Not only are businesses contending with an expanded attack surface, but they’re also combatting cybersecurity fatigue, creating what Bareket describes as the “cybersecurity complexity gap.” Contrary to what businesses might think, the more cybersecurity solutions deployed, the less secure they may be. Employees can grow overwhelmed with the various platforms in use and workflows required to maintain security, leading to ignored multi-factor authentication requests, or a continued reliance on the same-old insecure passwords.

Even the largest enterprises—especially the largest enterprises—are vulnerable. In an organization with thousands of employees, sometimes it only takes one worker to click on a malicious email link to wreak havoc across the business.

“Most large enterprises, believe it or not, have zero-day vulnerabilities sitting out in the open,” Kaplan says, referencing vulnerabilities that have been discovered in a system, but not yet been addressed or patched. “I think we’re still very focused on the basics.”

Until businesses large and small can get back to those basics—proper patch management programs, security testing, adherence to multi-factor authentication and strong password habits, to name a few— they will be unable to address the growing risk of more sophisticated attacks businesses are seeing as their attack surfaces expand.

A Proactive Approach

Between expanding attack surfaces, security lapses at the home office, and cybersecurity fatigue that prevents corporates from successfully deploying even the most basic of security strategies, business leaders can feel overwhelmed at the prospect of securing their enterprise.

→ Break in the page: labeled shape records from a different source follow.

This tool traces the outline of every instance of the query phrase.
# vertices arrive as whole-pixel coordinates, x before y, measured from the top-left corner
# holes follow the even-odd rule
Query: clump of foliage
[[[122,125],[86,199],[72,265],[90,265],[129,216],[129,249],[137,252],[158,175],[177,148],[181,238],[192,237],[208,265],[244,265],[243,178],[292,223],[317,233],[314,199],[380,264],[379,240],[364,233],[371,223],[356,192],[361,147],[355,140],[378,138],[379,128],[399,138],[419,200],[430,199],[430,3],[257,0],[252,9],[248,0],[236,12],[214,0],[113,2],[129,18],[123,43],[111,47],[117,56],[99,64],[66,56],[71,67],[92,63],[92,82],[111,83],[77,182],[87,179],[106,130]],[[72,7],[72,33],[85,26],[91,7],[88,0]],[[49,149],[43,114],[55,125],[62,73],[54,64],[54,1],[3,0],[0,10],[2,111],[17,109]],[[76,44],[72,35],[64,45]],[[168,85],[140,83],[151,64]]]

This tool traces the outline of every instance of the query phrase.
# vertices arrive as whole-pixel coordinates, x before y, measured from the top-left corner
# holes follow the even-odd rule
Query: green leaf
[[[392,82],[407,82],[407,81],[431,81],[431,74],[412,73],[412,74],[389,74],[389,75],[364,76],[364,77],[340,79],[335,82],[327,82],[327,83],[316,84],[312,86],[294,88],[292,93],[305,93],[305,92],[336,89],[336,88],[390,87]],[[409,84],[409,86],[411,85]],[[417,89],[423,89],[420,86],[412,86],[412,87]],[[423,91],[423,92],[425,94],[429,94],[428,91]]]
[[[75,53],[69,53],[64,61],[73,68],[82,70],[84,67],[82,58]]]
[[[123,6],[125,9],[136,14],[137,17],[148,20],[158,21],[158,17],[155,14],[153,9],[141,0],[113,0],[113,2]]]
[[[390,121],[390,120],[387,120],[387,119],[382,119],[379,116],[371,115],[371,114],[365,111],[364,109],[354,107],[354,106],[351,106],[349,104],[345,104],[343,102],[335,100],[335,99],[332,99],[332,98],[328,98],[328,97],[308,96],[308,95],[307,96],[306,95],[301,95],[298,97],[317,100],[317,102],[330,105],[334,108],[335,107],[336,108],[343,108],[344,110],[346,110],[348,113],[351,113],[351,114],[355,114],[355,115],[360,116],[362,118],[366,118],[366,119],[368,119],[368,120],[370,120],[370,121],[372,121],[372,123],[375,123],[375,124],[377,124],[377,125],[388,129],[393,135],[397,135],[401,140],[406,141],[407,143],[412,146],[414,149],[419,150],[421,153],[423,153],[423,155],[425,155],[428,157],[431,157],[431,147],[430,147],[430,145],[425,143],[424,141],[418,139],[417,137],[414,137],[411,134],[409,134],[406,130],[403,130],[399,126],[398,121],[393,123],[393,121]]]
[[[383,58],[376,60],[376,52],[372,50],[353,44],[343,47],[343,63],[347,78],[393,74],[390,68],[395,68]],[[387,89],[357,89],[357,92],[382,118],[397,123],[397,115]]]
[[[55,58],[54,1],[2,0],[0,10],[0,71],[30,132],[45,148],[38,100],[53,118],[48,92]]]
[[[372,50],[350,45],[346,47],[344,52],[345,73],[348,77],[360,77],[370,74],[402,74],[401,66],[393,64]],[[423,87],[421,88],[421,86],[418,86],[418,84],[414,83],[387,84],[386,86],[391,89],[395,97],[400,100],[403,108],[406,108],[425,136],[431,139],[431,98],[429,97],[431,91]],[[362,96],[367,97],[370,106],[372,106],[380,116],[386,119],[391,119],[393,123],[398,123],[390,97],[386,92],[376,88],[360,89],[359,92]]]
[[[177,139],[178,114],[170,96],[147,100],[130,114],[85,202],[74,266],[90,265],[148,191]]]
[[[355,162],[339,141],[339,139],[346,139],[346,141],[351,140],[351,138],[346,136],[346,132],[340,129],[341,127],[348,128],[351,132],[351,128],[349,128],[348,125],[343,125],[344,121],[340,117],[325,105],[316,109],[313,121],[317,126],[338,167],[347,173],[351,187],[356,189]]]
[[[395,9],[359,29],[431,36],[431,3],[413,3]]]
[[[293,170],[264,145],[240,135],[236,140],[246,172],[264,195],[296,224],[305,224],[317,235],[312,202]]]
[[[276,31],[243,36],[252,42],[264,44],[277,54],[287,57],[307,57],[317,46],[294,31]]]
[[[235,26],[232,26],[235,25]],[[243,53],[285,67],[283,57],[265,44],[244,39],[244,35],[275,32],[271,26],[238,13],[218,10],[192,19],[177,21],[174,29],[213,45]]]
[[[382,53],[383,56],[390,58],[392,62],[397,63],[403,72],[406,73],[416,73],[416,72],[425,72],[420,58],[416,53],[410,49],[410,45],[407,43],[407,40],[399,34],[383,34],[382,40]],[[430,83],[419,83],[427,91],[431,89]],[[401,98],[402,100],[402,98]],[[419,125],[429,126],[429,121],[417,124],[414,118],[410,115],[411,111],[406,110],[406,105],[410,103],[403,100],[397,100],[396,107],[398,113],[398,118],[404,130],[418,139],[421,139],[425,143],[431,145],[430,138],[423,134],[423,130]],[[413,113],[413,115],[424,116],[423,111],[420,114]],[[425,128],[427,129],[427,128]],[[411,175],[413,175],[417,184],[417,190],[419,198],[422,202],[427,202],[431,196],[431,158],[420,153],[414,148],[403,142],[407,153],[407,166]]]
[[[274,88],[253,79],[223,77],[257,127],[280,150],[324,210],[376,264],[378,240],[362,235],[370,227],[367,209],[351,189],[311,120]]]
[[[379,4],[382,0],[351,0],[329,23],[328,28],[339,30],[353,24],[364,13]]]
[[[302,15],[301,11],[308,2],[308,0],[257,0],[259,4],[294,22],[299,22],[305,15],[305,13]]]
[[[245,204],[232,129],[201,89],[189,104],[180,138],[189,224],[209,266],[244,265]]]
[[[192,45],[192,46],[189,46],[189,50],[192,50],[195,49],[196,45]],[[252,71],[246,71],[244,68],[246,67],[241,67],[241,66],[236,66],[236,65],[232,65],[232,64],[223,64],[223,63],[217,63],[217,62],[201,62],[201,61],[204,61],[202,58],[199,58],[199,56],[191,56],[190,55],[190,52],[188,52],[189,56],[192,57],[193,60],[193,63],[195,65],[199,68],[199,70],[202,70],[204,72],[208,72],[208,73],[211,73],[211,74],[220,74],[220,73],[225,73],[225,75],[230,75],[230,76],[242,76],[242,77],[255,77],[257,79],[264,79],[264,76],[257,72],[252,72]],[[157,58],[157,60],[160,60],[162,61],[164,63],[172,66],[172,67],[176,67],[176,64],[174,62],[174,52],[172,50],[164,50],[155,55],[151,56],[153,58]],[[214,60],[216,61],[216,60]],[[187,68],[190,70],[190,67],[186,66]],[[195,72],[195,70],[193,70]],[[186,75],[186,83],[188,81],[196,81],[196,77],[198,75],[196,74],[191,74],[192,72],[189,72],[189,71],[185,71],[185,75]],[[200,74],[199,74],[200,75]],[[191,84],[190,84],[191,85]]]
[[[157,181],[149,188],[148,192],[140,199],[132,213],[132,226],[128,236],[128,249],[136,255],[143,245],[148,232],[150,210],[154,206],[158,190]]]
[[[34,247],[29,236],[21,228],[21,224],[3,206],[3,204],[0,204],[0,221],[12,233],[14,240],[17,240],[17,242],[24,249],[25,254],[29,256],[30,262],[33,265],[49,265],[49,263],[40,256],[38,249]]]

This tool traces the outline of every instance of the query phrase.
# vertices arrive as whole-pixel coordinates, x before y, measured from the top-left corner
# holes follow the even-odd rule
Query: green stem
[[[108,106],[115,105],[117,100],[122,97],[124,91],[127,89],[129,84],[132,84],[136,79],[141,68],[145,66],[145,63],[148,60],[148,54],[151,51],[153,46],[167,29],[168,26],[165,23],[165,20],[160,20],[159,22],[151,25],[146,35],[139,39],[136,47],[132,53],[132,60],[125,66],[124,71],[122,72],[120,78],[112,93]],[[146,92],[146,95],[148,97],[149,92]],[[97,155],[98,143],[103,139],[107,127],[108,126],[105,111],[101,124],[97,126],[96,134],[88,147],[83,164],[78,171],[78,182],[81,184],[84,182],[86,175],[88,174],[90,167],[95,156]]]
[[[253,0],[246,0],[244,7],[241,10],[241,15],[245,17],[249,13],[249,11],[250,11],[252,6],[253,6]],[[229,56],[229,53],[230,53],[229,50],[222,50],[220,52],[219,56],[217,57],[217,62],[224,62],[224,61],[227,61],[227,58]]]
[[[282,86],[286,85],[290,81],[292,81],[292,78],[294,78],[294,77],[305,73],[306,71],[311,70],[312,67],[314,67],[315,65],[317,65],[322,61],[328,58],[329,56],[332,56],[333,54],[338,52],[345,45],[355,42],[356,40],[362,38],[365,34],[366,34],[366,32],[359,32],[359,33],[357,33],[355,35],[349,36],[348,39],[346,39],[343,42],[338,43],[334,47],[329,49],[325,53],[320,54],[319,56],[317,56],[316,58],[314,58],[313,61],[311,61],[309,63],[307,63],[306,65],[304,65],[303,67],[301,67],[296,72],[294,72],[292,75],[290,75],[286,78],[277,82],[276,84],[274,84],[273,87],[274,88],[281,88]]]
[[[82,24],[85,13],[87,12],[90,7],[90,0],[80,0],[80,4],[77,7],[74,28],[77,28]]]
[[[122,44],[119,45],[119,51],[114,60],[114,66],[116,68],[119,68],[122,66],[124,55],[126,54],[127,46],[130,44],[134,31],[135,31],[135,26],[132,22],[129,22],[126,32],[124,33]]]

Luckily, there are tactics they can use to meet cybersecurity demands of the modern day.

Consolidation of cybersecurity solutions will be key to providing a more user-friendly experience for employees, and can offer a more cost-effective strategy to security. Amid an ongoing cybersecurity talent gap, organizations are forced to outsource and crowdsource their cybersecurity solutions, notes Kaplan. Deploying a holistic, streamlined solution is imperative.

Bareket says he’s seeing an encouraging trend among businesses that are embedding solutions like Perimter 81, which deploys a zero-trust approach, meaning that by default, anyone outside of the corporate network is not trusted. They’re also turning to segmentation, in which the architecture of a network is divided to prevent the spread of an attack should it occur.

In addition to regular employee training and education, a proactive approach to cybersecurity might also include crowdsourcing “white hat” hackers to identify existing vulnerabilities, as well as deploying on-demand penetration testing—two solutions offered by Synack.

“If you can prevent an attack from ever occurring, you don’t need to spend as much money on the reactive side,” says Kaplan. No company can ever be 100% secure, he notes, but rather than fuel investments into attack response strategy, it can be more effective to prevent attacks from happening in the first place.

Bareket agrees that in today’s complex enterprise ecosystem, acting before an attack hits will be essential to enterprise cybersecurity. “The earlier you start to prepare and adjust your legacy security and infrastructure, the better you succeed—and save a significant amount of effort and dollars going forward.”